J.D. Irving hopes to have federal bird protection law struck down
Last Updated: Tuesday, March 25, 2008 | 9:47 AM AT
CBC News
J.D. Irving Ltd. is in a New Brunswick court, hoping to have the federal Migratory Birds Convention Act struck down.
The legal manoeuvre is part of the forestry company's defence against charges it destroyed Great Blue Heron nests while building a logging road on company land at Cambridge Narrows in July 2006.
The Canadian Wildlife Service investigated the matter, and charged J.D. Irving Ltd. and one of its foremen under the Migratory Birds Convention Act.
Stewart Elgie, a constitutional expert at the University of Toronto, said the company's challenge of the federal law has huge significance and is being watched across the country.

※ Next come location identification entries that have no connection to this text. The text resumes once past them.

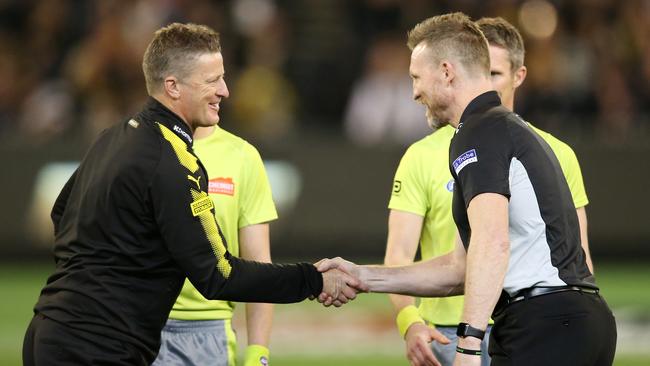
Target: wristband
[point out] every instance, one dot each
(471, 352)
(406, 317)
(256, 355)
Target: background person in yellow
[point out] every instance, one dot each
(199, 331)
(420, 206)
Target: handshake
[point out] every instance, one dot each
(341, 281)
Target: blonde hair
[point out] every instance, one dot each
(173, 51)
(453, 35)
(503, 34)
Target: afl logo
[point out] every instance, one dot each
(450, 185)
(397, 186)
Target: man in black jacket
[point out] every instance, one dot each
(135, 219)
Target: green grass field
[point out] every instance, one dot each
(359, 334)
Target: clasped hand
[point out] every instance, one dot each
(341, 281)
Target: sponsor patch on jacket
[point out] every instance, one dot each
(201, 205)
(464, 159)
(181, 132)
(397, 186)
(221, 186)
(450, 185)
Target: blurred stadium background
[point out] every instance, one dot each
(321, 88)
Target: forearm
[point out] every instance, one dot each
(255, 245)
(262, 282)
(487, 263)
(584, 237)
(259, 318)
(437, 277)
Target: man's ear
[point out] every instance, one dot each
(448, 71)
(519, 76)
(172, 87)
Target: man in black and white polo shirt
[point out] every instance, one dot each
(520, 259)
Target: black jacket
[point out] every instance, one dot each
(132, 222)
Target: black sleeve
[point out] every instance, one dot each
(185, 215)
(480, 160)
(62, 201)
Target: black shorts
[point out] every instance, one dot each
(48, 342)
(565, 328)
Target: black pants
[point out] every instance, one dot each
(566, 328)
(48, 342)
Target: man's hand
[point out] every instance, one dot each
(339, 288)
(338, 263)
(468, 360)
(417, 338)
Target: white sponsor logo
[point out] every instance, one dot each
(183, 133)
(464, 159)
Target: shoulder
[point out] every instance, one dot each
(439, 140)
(561, 148)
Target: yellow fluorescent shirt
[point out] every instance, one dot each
(570, 166)
(240, 189)
(423, 185)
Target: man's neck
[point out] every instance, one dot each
(473, 89)
(203, 132)
(169, 104)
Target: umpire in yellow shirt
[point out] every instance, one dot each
(199, 331)
(420, 206)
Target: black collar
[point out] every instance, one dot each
(157, 112)
(482, 102)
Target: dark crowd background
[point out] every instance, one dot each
(323, 86)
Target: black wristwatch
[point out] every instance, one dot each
(466, 330)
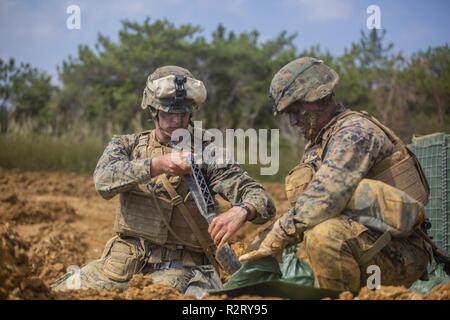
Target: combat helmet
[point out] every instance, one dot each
(305, 79)
(173, 89)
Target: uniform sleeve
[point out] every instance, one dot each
(236, 186)
(115, 172)
(350, 154)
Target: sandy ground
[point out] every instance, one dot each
(52, 220)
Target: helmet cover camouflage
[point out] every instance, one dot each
(173, 89)
(305, 79)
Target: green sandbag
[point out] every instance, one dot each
(265, 278)
(279, 289)
(437, 277)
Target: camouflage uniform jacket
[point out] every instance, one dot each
(357, 144)
(116, 173)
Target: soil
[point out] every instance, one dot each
(50, 221)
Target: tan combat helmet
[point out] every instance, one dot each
(305, 79)
(173, 89)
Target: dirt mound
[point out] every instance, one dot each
(139, 288)
(16, 279)
(51, 220)
(17, 209)
(398, 293)
(56, 183)
(54, 248)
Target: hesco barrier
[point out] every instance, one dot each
(433, 152)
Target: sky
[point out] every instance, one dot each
(36, 32)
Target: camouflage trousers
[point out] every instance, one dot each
(189, 280)
(333, 248)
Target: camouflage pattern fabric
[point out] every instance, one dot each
(332, 249)
(351, 152)
(305, 79)
(189, 280)
(332, 242)
(115, 173)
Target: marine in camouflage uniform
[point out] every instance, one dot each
(153, 237)
(343, 148)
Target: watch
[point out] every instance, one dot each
(245, 207)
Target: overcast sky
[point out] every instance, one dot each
(36, 32)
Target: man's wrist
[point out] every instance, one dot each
(250, 214)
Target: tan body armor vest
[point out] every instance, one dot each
(149, 212)
(401, 169)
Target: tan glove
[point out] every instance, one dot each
(273, 244)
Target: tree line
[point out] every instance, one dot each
(102, 85)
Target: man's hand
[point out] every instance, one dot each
(272, 245)
(174, 163)
(226, 224)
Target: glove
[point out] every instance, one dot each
(273, 244)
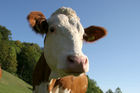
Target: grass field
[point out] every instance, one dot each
(12, 84)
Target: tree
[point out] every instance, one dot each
(8, 57)
(92, 87)
(5, 34)
(118, 90)
(109, 91)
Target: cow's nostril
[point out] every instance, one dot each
(70, 59)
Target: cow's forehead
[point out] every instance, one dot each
(66, 17)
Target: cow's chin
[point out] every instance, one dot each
(59, 73)
(67, 72)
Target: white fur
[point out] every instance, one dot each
(42, 88)
(66, 40)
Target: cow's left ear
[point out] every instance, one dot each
(38, 22)
(94, 33)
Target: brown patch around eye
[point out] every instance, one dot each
(52, 29)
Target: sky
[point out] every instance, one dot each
(115, 59)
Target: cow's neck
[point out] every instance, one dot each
(54, 75)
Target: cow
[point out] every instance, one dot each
(62, 65)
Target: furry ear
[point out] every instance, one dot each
(94, 33)
(38, 22)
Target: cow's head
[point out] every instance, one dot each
(64, 40)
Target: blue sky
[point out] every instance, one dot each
(115, 59)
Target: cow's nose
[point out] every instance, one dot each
(77, 63)
(77, 60)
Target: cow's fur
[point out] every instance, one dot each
(62, 66)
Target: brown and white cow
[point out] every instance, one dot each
(62, 66)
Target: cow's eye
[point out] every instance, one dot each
(52, 29)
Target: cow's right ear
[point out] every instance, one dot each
(38, 22)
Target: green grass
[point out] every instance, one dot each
(12, 84)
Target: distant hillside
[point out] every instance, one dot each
(12, 84)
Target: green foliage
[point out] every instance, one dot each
(92, 87)
(118, 90)
(5, 34)
(12, 84)
(109, 91)
(10, 63)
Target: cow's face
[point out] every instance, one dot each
(64, 39)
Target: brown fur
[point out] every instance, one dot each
(77, 84)
(38, 22)
(94, 33)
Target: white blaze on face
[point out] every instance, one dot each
(66, 38)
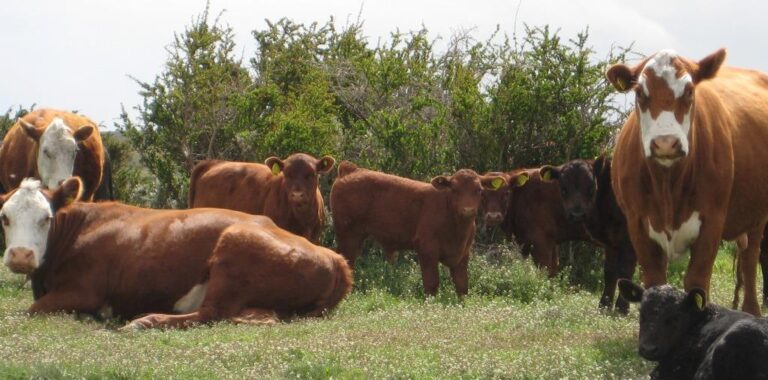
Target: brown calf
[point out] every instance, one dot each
(285, 191)
(687, 163)
(437, 220)
(208, 264)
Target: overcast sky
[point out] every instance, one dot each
(77, 54)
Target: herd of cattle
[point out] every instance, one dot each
(685, 174)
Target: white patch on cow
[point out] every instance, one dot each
(29, 215)
(192, 300)
(666, 124)
(56, 154)
(676, 242)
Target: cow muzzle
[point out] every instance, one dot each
(21, 260)
(493, 218)
(667, 147)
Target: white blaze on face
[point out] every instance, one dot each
(674, 243)
(665, 124)
(26, 219)
(56, 154)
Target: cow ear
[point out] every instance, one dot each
(83, 133)
(70, 191)
(493, 182)
(33, 132)
(630, 291)
(696, 299)
(622, 77)
(325, 164)
(520, 179)
(441, 182)
(275, 164)
(549, 173)
(709, 66)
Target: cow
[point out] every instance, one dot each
(534, 216)
(284, 190)
(205, 264)
(587, 197)
(685, 164)
(52, 145)
(690, 338)
(435, 219)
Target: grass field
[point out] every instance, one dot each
(516, 323)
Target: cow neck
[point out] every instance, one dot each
(65, 227)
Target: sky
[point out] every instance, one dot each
(79, 54)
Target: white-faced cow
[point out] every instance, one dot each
(52, 145)
(205, 264)
(688, 164)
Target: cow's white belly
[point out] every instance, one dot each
(676, 242)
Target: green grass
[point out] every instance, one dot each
(516, 323)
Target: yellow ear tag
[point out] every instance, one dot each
(521, 180)
(699, 301)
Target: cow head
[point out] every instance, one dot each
(495, 203)
(465, 188)
(666, 314)
(578, 187)
(57, 147)
(665, 87)
(300, 172)
(26, 215)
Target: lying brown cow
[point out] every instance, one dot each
(209, 264)
(534, 215)
(437, 220)
(688, 164)
(286, 191)
(587, 197)
(52, 145)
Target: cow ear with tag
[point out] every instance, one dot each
(275, 164)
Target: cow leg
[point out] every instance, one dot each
(164, 321)
(652, 260)
(460, 277)
(610, 276)
(748, 259)
(430, 275)
(627, 264)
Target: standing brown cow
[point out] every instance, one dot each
(687, 164)
(52, 145)
(207, 264)
(286, 191)
(437, 220)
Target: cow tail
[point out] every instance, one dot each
(197, 171)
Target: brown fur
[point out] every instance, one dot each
(253, 188)
(18, 154)
(720, 177)
(137, 261)
(436, 220)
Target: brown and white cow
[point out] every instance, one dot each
(284, 190)
(207, 264)
(687, 164)
(587, 197)
(52, 145)
(435, 219)
(533, 214)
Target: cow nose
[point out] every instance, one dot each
(21, 260)
(648, 351)
(667, 145)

"This is a precedent-setting case that will affect forestry and bird protection all across Canada. It raises an issue that has been brewing for decades and now will be decided by the courts," he said.
"This is launching a missile against the federal government's authority to regulate migratory birds at all."
The issue, he said, is not just whether the federal government has the right to protect birds, but whether it also has the right to protect the trees where they nest.
"The federal government clearly has the power to protect migratory birds. What has been unclear is whether they can protect the habitat that those migratory birds depend on and this case raises the question squarely," Elgie said.
The Migratory Birds Convention Act is far from perfect, Elgie said, and he expects the federal government will rewrite it after the court case concludes.
One week has been set aside in Burton court to hear the case.
The company closed the logging road in September 2006 after a Natural Resources conservation officer found six destroyed nests. It was later found that between 12 and 20 heron nests had been destroyed
In February 2007, a company lawyer entered not guilty pleas on behalf of J.D Irving Ltd. and a foreman, and then filed court documents showing they would attempt to have the act itself declared unconstitutional.
Jim Brown, a naturalist who visited the area after the logging road was cut, said it's likely that "half this (Great Blue Heron) colony was lost just to roadway."